Como Irak es el actual blanco de la intervención y colonización imperialista, la contradicción nacional entre los imperialistas y las naciones y los pueblos de Irak es la principal contradicción en ese país. Las tareas antiimperialistas están en primer plano. Es importante tratar las tareas democráticas como parte inseparable de las tareas antiimperialistas. La actual situación de Irak requiere un frente único nacional. La formación del más amplio frente posible, a partir de alianzas, es la necesidad histórica que ha impuesto la realidad actual de Irak. Para las fuerzas que forman el frente, es importante advertir el peligro de trabajar con las clases dominantes y de perder de vista su propia posición independiente, y de dejar de apuntar la flecha revolucionaria principalmente al imperialismo estadounidense en la situación actual, debido a la sanguinaria naturaleza del reaccionario gobierno de Saddam y sus crímenes contra las masas trabajadoras, la nación kurda oprimida y otras minorías. La política debe partir de los hechos. En la situación actual, el principal enemigo no son los Saddam sino el imperialismo estadounidense. Talabani (un líder kurdo en Irak) está metido en un juego peligroso. Y otras fuerzas de la región esperan beneficiarse de la democracia y solucionar sus problemas en el marco del plan imperialista de reconfigurar toda la región.

La experiencia histórica, en el caso del mulla Mustafa Barzani, nos enseña cómo acaban quienes no se apoyen en sus propias fuerzas sino en las clases dominantes y las fuerzas imperialistas. Es un gran error y espejismo apoyarse en los generales para resolver las luchas de la nación kurda oprimida y los pueblos de la región. Asimismo, decir que los imperialistas tratan de manipular la lucha de liberación nacional kurda y por eso es aceptable ignorar las demandas justas y democráticas de la nación kurda y desestimar la lucha de esa nación, y hasta oponérsele o no tomar en cuenta su situación la represión que sufre, representa una sola cosa: el socialchovinismo.

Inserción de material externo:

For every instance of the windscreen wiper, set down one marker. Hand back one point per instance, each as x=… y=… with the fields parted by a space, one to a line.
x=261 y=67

La dictadura fascista de Turquía ( al igual que los sionistas) es un aliado estratégico y avanzada de la máquina de guerra estadounidense. Los representantes de la dictadura tienen varios intereses en la guerra. Temen que sufran fuertes pérdidas económicas y que sea muy difícil recuperarse. Y temen que se desarrolle una situación no deseable en el sur del Kurdistán que podría prender al norte. No obstante, han decidido seguir la estrategia de guerra estadounidense. A pesar de las declaraciones en contra, el primer ministro Gul no fue a Siria, Egipto, Sudán y otros países en plan de "diplomacia de paz activa" sino a fin de romper su aislamiento en la región. Cuando Gul dijo que "se entregará un informe a los Estados Unidos" y que "la principal responsabilidad recae en Irak", confirmó que las visitas se realizaron bajo la dirección del gobierno estadounidense. Con la oferta de sus bases, territorio de Ariel, etc., el Estado turco ya ha dado a sus amos estadounidenses los servicios necesarios. A cambio, tienen permiso para desplegar fuerzas militares en el sur del Kurdistán a fin de aniquilar las fuerzas armadas de Kadek (antes el PKK). Por lo tanto, es importante oponerse resueltamente al plan de aniquilación. Es muy importante formar una alianza con el movimiento nacional kurdo sobre una base correcta. Mientras tanto, la dictadura fascista prosigue con sus ambiciones históricas en Musul y Kirkuk, si bien sabe muy bien que los imperialistas jamás cederán el control de estas zonas. Por eso, sólo piden unas cuantas patéticas migajas. Debemos ponernos en pie de unidad con las luchas de los pueblos del Medio Oriente y oponernos a los imperialistas y su lacayo y avanzada, la dictadura fascista que amenaza a los pueblos de la región.

¡Abajo la guerra de agresión, intervención y colonización de los imperialistas!

¡Viva el derecho de autodeterminación de las naciones oprimidas, viva la unidad del proletariado, las naciones y los pueblos de todos los países!

¡Abajo el imperialismo estadounidense!

¡Contra la agresión imperialista, todos somos iraquíes!

¡Vivan las guerras justas! ¡Viva la guerra popular!